Question

A plane electromagnetic wave represented as \( E = 100 \cos (6 \times 10^8 t + 4x) \, \text{V/m} \), is propagated through a medium of refractive index:

• A. 1.5
• B. 2.0
• C. 2.4
• D. 4.0

Hint:

The refractive index of a medium can be calculated using the wave number and angular frequency, and it indicates how much the wave is slowed in the medium compared to vacuum.

Answer 1

The Correct Option is B

Step 1: Electromagnetic Wave Propagation.
The given wave equation for the electric field is in the form \( E = E_0 \cos(\omega t + kx) \), where \( E_0 \) is the amplitude, \( \omega \) is the angular frequency, and \( k \) is the wave number.

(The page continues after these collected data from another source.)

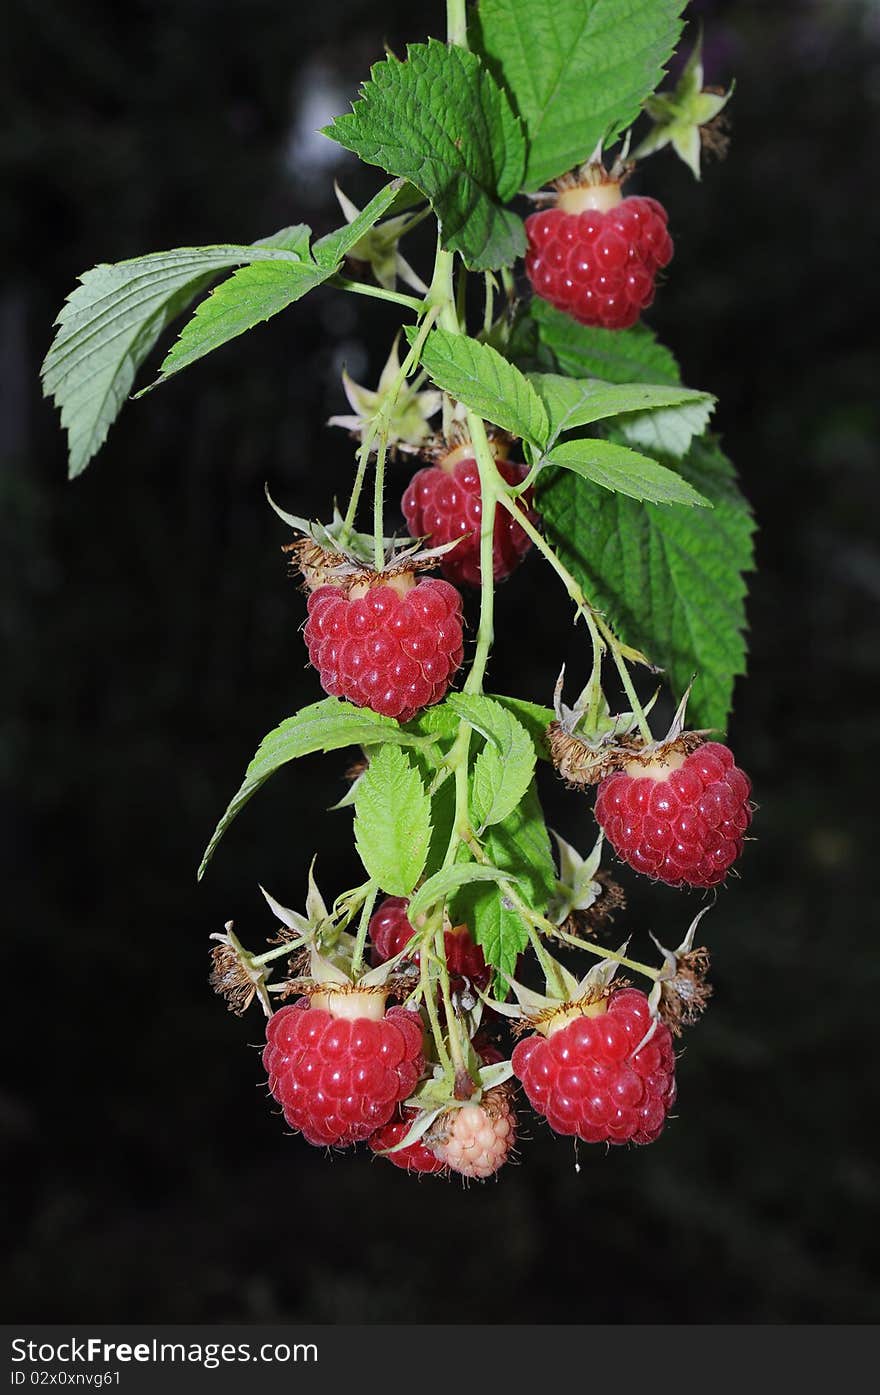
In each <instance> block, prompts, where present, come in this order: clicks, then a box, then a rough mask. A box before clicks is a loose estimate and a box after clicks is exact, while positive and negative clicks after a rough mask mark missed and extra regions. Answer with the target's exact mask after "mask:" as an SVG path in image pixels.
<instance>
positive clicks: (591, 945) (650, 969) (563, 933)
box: [547, 921, 661, 982]
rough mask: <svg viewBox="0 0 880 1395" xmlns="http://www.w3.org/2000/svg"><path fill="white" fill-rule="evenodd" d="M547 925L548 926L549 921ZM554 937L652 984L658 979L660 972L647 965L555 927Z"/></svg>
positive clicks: (659, 971)
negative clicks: (622, 967) (600, 958)
mask: <svg viewBox="0 0 880 1395" xmlns="http://www.w3.org/2000/svg"><path fill="white" fill-rule="evenodd" d="M547 923H548V925H549V921H548V922H547ZM548 933H549V932H548ZM554 937H555V939H558V940H562V942H563V943H565V944H572V946H573V947H575V949H577V950H587V953H589V954H595V956H597V957H598V958H609V960H614V961H615V964H621V965H622V967H623V968H632V971H633V972H635V974H642V975H643V977H644V978H650V979H653V981H654V982H657V979H658V978H660V974H661V970H658V968H650V965H648V964H640V963H639V960H630V958H626V956H625V954H618V953H616V950H607V949H604V947H602V946H601V944H593V943H591V940H580V939H577V936H576V935H569V933H568V932H566V930H562V929H559V926H555V929H554Z"/></svg>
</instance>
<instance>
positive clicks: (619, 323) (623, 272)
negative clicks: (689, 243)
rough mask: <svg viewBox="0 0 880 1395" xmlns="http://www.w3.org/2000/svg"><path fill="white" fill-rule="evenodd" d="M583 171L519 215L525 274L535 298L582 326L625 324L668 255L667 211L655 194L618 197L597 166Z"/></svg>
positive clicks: (596, 325) (653, 290)
mask: <svg viewBox="0 0 880 1395" xmlns="http://www.w3.org/2000/svg"><path fill="white" fill-rule="evenodd" d="M590 169H593V170H595V169H597V167H595V166H591V167H590ZM586 177H587V179H589V180H590V181H587V183H583V184H568V187H561V191H559V194H558V199H556V205H555V208H547V209H543V211H541V212H537V213H531V216H530V218H527V219H526V236H527V239H529V250H527V252H526V272H527V275H529V280H530V282H531V286H533V289H534V292H536V294H537V296H540V297H541V299H543V300H548V301H549V304H551V306H555V308H556V310H562V311H565V314H568V315H572V317H573V318H575V319H577V321H579V322H580V324H582V325H593V326H600V328H604V329H628V328H629V326H630V325H635V324H636V321H637V319H639V315H640V314H642V311H643V310H646V308H647V307H648V306H650V304H651V301H653V300H654V278H655V276H657V272H658V271H660V269H661V268H662V266H667V265H668V264H669V261H671V259H672V251H674V247H672V239H671V237H669V233H668V229H667V211H665V209H664V206H662V204H658V202H657V199H655V198H646V197H640V195H630V197H629V198H623V197H622V194H621V186H619V183H618V181H616V180H614V179H609V177H608V176H605V173H604V170H601V167H600V169H598V170H597V173H595V174H593V176H590V170H587V176H586Z"/></svg>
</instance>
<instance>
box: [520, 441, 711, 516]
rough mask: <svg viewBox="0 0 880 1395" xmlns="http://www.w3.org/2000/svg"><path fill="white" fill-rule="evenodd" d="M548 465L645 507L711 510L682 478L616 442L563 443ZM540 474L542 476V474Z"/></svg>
mask: <svg viewBox="0 0 880 1395" xmlns="http://www.w3.org/2000/svg"><path fill="white" fill-rule="evenodd" d="M547 462H548V465H551V466H558V467H561V469H563V470H572V472H573V473H575V474H579V476H580V477H582V478H584V480H591V481H593V483H594V484H600V485H601V487H602V488H604V490H612V491H615V492H616V494H626V495H629V498H630V499H643V501H646V502H648V504H685V505H689V506H690V508H693V506H695V505H703V506H704V508H706V506H707V508H711V504H710V502H708V499H706V498H704V497H703V495H701V494H699V492H697V490H695V488H693V487H692V485H690V484H689V483H688V480H683V478H682V477H681V474H676V473H675V472H674V470H669V469H667V466H665V465H658V463H657V460H653V459H651V458H650V456H647V455H639V452H637V451H630V449H629V446H625V445H618V444H616V442H615V441H593V439H584V441H563V442H562V445H558V446H554V449H552V451H551V452H549V453H548V456H547ZM541 473H543V474H544V473H545V472H541Z"/></svg>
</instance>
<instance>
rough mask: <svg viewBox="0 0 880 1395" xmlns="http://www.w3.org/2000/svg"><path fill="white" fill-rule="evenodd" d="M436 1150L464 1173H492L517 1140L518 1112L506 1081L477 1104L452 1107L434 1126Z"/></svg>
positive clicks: (453, 1165)
mask: <svg viewBox="0 0 880 1395" xmlns="http://www.w3.org/2000/svg"><path fill="white" fill-rule="evenodd" d="M431 1133H432V1136H435V1137H437V1138H438V1141H437V1143H435V1144H434V1152H435V1154H437V1156H438V1158H439V1159H441V1161H442V1162H445V1163H446V1166H448V1168H449V1169H450V1172H459V1173H460V1175H462V1176H463V1177H480V1179H483V1177H491V1176H492V1173H494V1172H498V1169H499V1168H502V1166H503V1165H505V1162H506V1161H508V1158H509V1155H510V1149H512V1148H513V1144H515V1143H516V1115H515V1113H513V1110H512V1109H510V1095H509V1091H508V1089H505V1087H503V1085H498V1087H495V1089H488V1091H487V1092H485V1095H484V1096H483V1102H481V1103H478V1105H462V1106H460V1108H459V1109H449V1110H448V1112H446V1113H445V1115H441V1117H439V1119H438V1120H437V1123H435V1124H434V1127H432V1130H431Z"/></svg>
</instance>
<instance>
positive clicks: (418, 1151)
mask: <svg viewBox="0 0 880 1395" xmlns="http://www.w3.org/2000/svg"><path fill="white" fill-rule="evenodd" d="M414 1117H416V1110H414V1109H403V1110H402V1112H400V1119H392V1122H390V1123H389V1124H385V1126H384V1127H382V1129H378V1130H377V1131H375V1133H374V1134H371V1136H370V1147H371V1148H372V1151H374V1152H381V1154H382V1155H384V1156H385V1161H386V1162H393V1165H395V1168H403V1169H404V1170H406V1172H445V1170H446V1163H445V1162H442V1161H441V1159H439V1158H438V1156H437V1154H435V1152H432V1151H431V1148H428V1145H427V1144H425V1141H424V1138H417V1140H416V1143H411V1144H409V1145H407V1147H406V1148H399V1149H397V1152H385V1149H386V1148H393V1147H395V1144H396V1143H400V1140H402V1138H403V1137H404V1136H406V1133H407V1130H409V1127H410V1126H411V1123H413V1119H414Z"/></svg>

Step 2: Relating to Refractive Index.
The refractive index \( n \) of a medium is related to the speed of light in the medium and the speed of light in vacuum. It is given by: \[ n = \frac{c}{v} \] where \( c \) is the speed of light in a vacuum, and \( v \) is the speed of light in the medium. The wave number \( k \) is related to the speed of light in the medium by: \[ k = \frac{\omega}{v} \] By comparing the wave equation given, we find that the refractive index is \( n = 2.0 \).

Step 3: Conclusion.
Therefore, the refractive index is \( 2.0 \), making the correct answer (B).